Even being in the lab, there is a strange sense as you look around
the room at all these MX40+ cameras looking at you. Starting up the
Vicon IQ software that runs the system, all the cameras flash their
red circles of led’s and then varous colors of indicators lights, blue
and green, like an organism coming to life. The software faithfully
reports the frames per second of your life being captured, hovering
around 120, although the max is up to 2,000 fps.

Today there are already applications such as Buddy Beacon for devices
like for the Helio Ocean and the iPhone which can automatically
update your facebook profile with your gps coordinates, ostensibly
for your friends, who can also be your Buddy Beacon buddies, and you
can track them on a map in real time. Perhaps twitter and facebook
status will evolve into real time motion capture streams, where your
friends can see what you are doing at any moment. With 3d cameras and
computer vision, such an application on a phone is realizable today.
With the accelerometers and gyroscopes in the Wii and the new iPod
touch, motion and direction data is available, so the slow speeds of
satellite GPS can be enhanced.

Yet with the current lock down nature of products like the iPhone, can
consumers have any trust in what manufacturers will do with such data?
Definitely not. Now that the Wii has been cracked, one can expect
the imaginations of hackers to interpret the body to start flowing
with ideas, although I expect we’ll see lots and lots of sex games.
While the history of performance art and feminist art has engaged
with the body, reimagined it and opened up so many possibilities,
perhaps it is Wii hacking enthusiasts who will bring together the body
and technology in new, as yet unimagined ways. Hopefully the body
modification communities who are into suspension might get together
with the Wii hackers and something really wild will emerge. Maybe the
electrostim crowd will be the bridge, or the folks over at slashdong.
Cheap access to motion capture technologies might develop into a
particular kind of tactical media, like the recent book tactical
biopolitics, allowing a mass reintroduction of the body into the
network.

I know I’ve always been one who enjoys getting attention. I can’t help
but wonder, sitting at the center of all these cameras, if this is
just yet another attempt to be seen. My last attempt, participating
in a queer open source porn laboratory, definitely involved me being
seen, but I always felt like something was missing. Porn, while
transgressing bounds, has its own parameters and limits.
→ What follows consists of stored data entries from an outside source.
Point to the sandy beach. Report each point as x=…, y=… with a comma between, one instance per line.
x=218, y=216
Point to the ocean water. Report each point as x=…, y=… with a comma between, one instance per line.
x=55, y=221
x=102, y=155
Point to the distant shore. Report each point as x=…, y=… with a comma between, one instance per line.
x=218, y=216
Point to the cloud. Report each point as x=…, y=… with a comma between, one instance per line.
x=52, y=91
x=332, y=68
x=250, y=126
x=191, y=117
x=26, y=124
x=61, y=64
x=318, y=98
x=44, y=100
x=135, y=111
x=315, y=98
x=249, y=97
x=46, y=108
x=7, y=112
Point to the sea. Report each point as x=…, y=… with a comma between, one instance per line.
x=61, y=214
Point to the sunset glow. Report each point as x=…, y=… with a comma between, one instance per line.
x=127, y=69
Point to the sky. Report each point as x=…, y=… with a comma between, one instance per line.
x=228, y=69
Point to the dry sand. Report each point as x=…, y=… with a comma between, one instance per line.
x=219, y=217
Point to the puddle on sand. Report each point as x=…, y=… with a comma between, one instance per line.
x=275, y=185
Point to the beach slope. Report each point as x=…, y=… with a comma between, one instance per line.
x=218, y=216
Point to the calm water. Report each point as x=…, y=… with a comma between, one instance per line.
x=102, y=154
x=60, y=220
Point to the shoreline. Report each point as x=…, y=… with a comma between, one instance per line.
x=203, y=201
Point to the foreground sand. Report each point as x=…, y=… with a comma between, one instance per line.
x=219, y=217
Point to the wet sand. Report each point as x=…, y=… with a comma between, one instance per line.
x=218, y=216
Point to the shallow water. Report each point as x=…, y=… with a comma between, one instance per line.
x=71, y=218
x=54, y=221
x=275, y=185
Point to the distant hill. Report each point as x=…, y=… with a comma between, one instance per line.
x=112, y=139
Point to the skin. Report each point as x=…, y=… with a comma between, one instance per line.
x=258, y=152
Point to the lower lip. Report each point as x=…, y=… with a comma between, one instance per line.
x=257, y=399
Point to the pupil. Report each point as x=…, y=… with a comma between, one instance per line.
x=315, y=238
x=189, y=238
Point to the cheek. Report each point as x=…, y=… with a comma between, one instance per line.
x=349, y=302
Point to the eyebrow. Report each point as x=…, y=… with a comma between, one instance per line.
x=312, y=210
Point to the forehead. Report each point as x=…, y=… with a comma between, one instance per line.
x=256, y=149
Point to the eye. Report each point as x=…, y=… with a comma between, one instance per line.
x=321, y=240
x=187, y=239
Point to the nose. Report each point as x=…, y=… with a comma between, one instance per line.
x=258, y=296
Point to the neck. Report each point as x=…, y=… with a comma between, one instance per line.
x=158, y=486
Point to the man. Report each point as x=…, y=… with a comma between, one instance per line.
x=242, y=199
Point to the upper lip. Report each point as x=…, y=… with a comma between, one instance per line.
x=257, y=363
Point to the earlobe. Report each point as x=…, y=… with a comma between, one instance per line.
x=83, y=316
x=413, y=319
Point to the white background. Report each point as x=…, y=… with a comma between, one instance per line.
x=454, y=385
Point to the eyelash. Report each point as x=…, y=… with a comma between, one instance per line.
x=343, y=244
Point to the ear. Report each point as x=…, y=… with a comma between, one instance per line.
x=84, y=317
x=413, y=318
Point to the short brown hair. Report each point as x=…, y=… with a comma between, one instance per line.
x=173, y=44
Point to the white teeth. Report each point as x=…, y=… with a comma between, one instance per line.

Everyday I get coffee or something of the sort and someone calls me
sir or man, and in that moment I know I’m not being seen. Maybe I’m
trying to make up for that. Of course its a futile goal, to hope to
ever really be seen. Maybe that’s the goal I’m always striving for
with my lover, to be close enough to someone who actually sees most
of me. Still, here, with these cameras, I think the sense that they
are a kind of prosthesis is accurate, physically, informationally and
emotionally. I would imagine that Second Life is this for many people,
filling in the space where something is missing, a gap, even if it is
the gap of the yearning to escape the confusing chaos around us.

Fortunately, I am reassured that the cold, repetitive, constant gaze
of these cameras will continue when I leave and shut the door behind
me, after I look back at them on my way out. Or maybe not, with the
current situation, any kind of future for capitalism is hard to
imagine right now, much less one that involves expensive technology.
Unless we look to Argentina, and the economic crisis there in 2001,
which led to a future of resistance and autonomy. In Argentina we’ve
seen not only autonomous worker run factories and collectives, but
networks of autonomous factories exchanging goods and services among
one another, creating new assemblages and networks of autonomy. That
is what gives me hope for imagining future prostheses, that they
may be made outside of the gatekeepers of corporations, by artists
and people in resistnce, forging new possibilities for the body and
subjectivity, arising out of a whole different set of assumptions and
goals from the ones that have produced today’s technologies.